Solving the Problem: Venture Capital-as-a-Service
Outsourcing corporate innovation through a model known as venture capital-as-a-service (VCaaS) offers a flexible and affordable solution. In this arrangement, corporations partner with established VC firms and agree on performance indicators upfront. The VC firm is then responsible for meeting these targets. Given that about 75% of venture-backed firms in the U.S. do not return investors’ capital, relying on experienced venture capitalists makes sense.

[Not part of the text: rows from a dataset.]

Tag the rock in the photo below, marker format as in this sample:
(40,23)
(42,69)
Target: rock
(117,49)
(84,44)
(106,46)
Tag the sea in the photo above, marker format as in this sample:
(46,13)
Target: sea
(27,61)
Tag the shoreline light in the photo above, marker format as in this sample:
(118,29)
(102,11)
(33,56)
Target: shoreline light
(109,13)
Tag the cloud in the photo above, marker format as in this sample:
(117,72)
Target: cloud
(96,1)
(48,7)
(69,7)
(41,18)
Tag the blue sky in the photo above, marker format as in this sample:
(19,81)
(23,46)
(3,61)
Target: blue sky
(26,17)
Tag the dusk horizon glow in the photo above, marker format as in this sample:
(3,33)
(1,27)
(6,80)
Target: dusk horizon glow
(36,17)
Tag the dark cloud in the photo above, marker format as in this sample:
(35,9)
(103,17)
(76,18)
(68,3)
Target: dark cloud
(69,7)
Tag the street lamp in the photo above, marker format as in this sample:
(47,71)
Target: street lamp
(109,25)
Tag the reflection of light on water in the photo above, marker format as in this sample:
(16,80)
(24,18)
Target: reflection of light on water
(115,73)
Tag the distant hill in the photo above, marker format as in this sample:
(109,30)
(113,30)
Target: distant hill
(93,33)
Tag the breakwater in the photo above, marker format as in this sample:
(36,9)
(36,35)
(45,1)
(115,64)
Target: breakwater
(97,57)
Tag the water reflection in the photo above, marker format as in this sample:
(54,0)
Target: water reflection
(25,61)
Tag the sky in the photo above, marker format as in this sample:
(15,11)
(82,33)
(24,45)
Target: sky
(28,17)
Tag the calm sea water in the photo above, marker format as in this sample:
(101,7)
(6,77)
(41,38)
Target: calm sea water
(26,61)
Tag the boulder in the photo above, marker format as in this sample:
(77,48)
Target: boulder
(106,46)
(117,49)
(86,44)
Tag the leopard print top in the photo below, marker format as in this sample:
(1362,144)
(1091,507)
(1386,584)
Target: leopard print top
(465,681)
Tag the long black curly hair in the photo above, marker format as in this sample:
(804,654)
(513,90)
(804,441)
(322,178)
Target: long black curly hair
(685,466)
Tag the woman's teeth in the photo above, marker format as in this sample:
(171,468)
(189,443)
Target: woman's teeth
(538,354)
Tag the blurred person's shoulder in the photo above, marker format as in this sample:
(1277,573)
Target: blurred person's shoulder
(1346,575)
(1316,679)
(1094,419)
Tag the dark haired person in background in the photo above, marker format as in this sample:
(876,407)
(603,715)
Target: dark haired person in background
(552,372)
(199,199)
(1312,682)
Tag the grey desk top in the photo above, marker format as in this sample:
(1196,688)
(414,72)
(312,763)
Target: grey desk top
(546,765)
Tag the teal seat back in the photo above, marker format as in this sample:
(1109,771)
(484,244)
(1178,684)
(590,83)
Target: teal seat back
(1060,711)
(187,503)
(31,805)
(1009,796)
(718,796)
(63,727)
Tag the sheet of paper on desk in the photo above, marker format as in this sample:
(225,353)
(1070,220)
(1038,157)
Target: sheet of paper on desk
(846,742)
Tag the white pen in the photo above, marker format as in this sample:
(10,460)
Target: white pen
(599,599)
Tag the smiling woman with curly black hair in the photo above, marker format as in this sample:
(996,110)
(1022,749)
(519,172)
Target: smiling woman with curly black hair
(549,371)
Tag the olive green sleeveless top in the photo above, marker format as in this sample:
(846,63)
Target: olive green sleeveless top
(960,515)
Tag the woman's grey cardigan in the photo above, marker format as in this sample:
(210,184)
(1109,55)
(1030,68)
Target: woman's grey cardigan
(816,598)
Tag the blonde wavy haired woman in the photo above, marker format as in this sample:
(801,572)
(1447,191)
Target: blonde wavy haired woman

Outsourcing can be more cost-effective than building an internal team and allows corporations to pivot their strategies as needed. VC firms, with their extensive research and relationships, can identify startups with the right technology and innovation to benefit their corporate partners. Startups, often protective of their intellectual property, might be more willing to share their technology secrets with a reputable VC firm than with a corporation, fearing that the latter might exploit these secrets without investing.
Benefits of VCaaS
Successful startups attract numerous potential investors. Established VC firms, with their strong relationships, can secure investments more easily. Corporations, in turn, gain almost immediate access to new technology and innovation without the complexities of managing an internal team.
Looking Ahead
Corporate venture capital is expected to continue evolving, with a few firms succeeding while many struggle. Outsourcing investment expertise to knowledgeable VC firms with solid teams is often a smart, cost-effective, and less risky approach. This strategy not only fosters incredible innovation but also benefits people worldwide.